Goggia in Svizzera, Paris a Kitzbuehel, i jet azzurri a caccia di nuovi trionfi

 Fine settimana di Coppa del mondo di sci alpino dedicato alla velocità

Goggia Svizzera Paris Kitzbuehel caccia nuovi trionfi

©  Foto Fisi/Pentaphoto -  Sofia Goggia

AGI - Uomini sulla mitica 'Streif' di Kitzbuehel, donne sulla pista 'Mont Lachaux' di Crans Montana. Fine settimana di Coppa del mondo di sci alpino dedicato alle discipline veloci con grandi attese per l'azzurro Domink Paris ma soprattutto per le azzurre guidate da Sofia Goggia, la campionessa olimpica in carica di discesa libera.

È proprio 'Sofi' la grande favorita perché nelle prime tre discese della stagione ha vinto due volte (Val d'Isere e Sankt Anton) e una volta si è classificata seconda. Oggi nella seconda ed ultima prova cronometrata in vista delle gare di domani (via alle ore 10), la sciatrice bergamasca ha fatto segnare il terzo crono dando l'impressione di avere ampi margini.

"Sono state due buone prove ma so che posso migliorare tantissimo - ha detto Goggia - ci sono zone del tracciato in cui sono in grado di migliorare. So che andrò al cancelletto con il pettorale di leader in discesa ma non ci penso, ragiono gara per gara, siamo ancora troppo lontani per fare qualsiasi calcolo, pensiamo solamente ad andare forte e mettere fieno in cascina. La sfida di questa settimana è stimolante".

Doppio impegno in discesa (sabato si replica) anche per Federica Brignone che non sale sul podio da un mese. 'Fedè dalla sua 'Crans' cercherà di dare un primo forte segnale in chiave Mondiali di Cortina d'Ampezzo. Brignone dal 2017 al 2020 nella località svizzera ha sempre vinto in combinata. Domenica in supergigante ci sarà anche Marta Bassino reduce dalla favolosa doppietta in gigante a Kranjska Gora.

Le avversarie più temibili saranno, su tutte la svizzera Corinne Suter, ma anche la giovane americana Breezy Johnson e la leader di Coppa, la ceca Ester Ledecka.

Si apre domani con la prima delle due discese libere (ore 11,30) la tre giorni dell'Hahnenkamm in una Kitzbuhel pressoché deserta a seguito delle misure di lockdown in vigore in Austria.
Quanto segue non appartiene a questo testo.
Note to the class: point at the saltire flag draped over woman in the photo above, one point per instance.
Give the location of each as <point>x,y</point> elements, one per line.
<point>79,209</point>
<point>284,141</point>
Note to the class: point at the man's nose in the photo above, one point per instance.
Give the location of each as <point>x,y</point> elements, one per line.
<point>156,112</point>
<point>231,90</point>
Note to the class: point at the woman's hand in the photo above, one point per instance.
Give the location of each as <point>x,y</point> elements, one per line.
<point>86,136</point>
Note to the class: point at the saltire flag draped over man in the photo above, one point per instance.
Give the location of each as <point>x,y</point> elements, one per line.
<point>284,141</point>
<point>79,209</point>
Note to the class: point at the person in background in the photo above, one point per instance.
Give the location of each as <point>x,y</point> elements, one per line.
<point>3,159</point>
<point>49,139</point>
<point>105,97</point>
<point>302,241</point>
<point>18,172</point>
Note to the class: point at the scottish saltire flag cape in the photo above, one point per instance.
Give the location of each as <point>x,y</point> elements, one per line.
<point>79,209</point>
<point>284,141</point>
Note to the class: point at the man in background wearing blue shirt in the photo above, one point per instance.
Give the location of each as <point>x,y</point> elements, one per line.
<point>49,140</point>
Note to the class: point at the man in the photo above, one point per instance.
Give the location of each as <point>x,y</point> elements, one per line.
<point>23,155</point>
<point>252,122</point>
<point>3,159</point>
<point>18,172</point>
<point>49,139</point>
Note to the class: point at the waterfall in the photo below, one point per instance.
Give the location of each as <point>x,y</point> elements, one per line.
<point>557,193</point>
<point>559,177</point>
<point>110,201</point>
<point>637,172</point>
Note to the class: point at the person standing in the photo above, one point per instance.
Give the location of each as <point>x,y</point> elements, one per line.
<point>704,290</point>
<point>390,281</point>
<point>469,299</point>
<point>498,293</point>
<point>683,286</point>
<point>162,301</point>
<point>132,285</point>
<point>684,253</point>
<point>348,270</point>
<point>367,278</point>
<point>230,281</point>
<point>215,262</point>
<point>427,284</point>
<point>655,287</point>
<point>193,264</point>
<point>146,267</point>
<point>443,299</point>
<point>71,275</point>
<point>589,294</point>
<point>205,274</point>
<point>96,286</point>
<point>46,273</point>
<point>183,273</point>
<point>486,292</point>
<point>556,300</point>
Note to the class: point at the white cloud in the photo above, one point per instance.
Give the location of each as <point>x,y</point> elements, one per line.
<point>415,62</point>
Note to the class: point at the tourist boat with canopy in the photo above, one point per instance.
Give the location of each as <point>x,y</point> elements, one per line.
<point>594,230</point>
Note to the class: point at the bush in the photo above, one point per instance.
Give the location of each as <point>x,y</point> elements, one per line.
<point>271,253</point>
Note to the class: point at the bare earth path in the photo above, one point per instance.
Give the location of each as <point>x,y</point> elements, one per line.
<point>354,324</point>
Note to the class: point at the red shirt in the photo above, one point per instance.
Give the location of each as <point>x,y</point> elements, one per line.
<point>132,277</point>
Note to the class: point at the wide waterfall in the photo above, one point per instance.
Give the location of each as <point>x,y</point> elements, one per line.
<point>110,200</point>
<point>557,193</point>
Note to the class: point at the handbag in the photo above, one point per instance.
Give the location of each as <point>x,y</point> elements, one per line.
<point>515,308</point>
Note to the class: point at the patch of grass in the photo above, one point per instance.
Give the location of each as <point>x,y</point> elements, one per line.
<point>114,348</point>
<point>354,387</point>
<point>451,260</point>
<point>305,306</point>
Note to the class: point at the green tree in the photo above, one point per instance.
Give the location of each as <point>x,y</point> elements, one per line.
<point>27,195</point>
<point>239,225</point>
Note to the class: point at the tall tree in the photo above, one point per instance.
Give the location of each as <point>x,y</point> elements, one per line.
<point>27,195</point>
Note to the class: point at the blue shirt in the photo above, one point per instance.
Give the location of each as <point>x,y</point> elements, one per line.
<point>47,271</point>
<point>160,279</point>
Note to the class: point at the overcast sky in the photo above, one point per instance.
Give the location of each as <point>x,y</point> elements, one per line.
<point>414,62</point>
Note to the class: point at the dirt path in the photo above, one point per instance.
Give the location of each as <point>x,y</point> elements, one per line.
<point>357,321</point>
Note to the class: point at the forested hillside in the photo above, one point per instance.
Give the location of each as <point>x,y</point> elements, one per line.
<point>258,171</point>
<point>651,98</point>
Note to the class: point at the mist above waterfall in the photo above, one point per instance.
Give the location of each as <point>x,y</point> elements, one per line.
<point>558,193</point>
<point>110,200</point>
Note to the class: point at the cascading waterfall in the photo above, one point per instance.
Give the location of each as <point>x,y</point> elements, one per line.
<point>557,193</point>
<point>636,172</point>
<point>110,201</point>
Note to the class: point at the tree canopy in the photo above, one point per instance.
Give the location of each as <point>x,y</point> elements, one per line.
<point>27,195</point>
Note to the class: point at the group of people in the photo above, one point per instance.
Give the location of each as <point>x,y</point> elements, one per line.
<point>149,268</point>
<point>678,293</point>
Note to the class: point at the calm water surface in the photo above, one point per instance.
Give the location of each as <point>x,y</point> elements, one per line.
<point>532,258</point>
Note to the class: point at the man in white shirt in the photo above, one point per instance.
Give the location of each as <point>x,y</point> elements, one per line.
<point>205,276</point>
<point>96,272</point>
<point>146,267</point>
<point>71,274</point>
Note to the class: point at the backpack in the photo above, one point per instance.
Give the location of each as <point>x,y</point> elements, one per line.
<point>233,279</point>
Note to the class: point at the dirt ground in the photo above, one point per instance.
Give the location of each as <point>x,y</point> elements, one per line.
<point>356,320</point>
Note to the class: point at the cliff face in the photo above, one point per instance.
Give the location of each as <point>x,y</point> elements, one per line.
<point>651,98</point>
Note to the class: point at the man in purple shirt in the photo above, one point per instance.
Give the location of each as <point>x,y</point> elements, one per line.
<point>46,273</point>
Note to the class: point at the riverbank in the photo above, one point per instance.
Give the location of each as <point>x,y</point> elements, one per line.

Nella rinomata località del Tirolo il jet-azzurro più atteso è senza dubbio Dominik Paris. Il 'rocker delle nevi' tra i curvoni, salti (Mausefalle è il jump più famoso) e traversoni (Hausbergkante che immette sullo schuss d'arrivo) ha vinto quattro volte, tre in discesa e una in superg (si disputerà domenica).

Oggi nelle prove cronometrate 'Dommè ha fatto segnare il quarto tempo mentre l'altro italiano, Matteo Marsaglia è giunto secondo a 44 centesimi dal più veloce, l'austriaco Vincent Kriechmayr. "Ho provato a spingere maggiormente soprattutto nella parte alta e in quella centrale, nel tratto inferiore devo ancora raddrizzare qualche curva e curare meglio qualche movimento" ha detto Paris che esattamente un anno fa durante un allenamento si era gravemente infortunato al ginocchio.

"Le condizioni sono un po' diverse dal solito perché fa caldo e c'è tanta umidità. Qui c'è sempre un'emozione diversa rispetto ad altre piste, fondamentale è conoscere i segreti di questo tracciato" ha concluso.